April 2009
Kampala — Construction of the $200 million Tororo Inland Port is going ahead as planned.
Officials at Great Lakes Ports Uganda Limited said the project will be carried out in three phases. The earthworks alone, budgeted at $34 million, have already commenced at the eastern Uganda border town of Malaba.
Sources said the project had delayed by two years due to opposition from freighters. They were, however, optimistic those opposing the project were 'just chasing the wind,' as no beneficiary stakeholders were complaining.
Last Thursday, a judge of the Commercial Court Division, Justice Anup Singh Choudry, adjourned for the second time an application by Great Lakes Ports against the Attorney General and others to June 23, 2009.

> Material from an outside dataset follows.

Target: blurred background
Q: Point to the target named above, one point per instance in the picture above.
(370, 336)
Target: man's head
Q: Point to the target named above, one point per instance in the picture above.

Justice Choudry asked Enos Tumusiime the lawyer for Uganda Inland Port Limited to file proper applications for contempt of court after Tumusiime told court that Great Lakes had defied a court order and gone ahead to construct the inland dry port at Tororo instead of giving way for another planned inland port at Namanve in Greater Kampala.
Legal sources said Tumusiime had made a faulty extraction of an order by the same court in an earlier ruling. On October 15, 2007 Justice Yorokamu Bamwine had ordered that the contract for the construction of Tororo Inland Port won by Great Lakes CFS Limited be cancelled and the competent authority, the Public Procurement and Disposal of Public Assets Authority (PPDA) proceeds with the tender process according to the law.
Thereafter, the PPDA took up the matter and when the tender was put up, only Great Lakes Ports Uganda Limited which was its new name participated and won the bid. It was after this second winning of tender that Uganda Inland Port made applications calling for halt of the new tender.
Officials at Great Lakes last week intimated they will go ahead with the construction as no-one has right to stop them from developing their land.
Last Thursday, Tumusiime failed to convince the judge that there was nothing new in the situation after Bamwine's judgment and that Great Lakes had delayed to put in the applications, going beyond the 10 days ordered. Choudry observed that holidays which fell in those 10 days had to be compensated.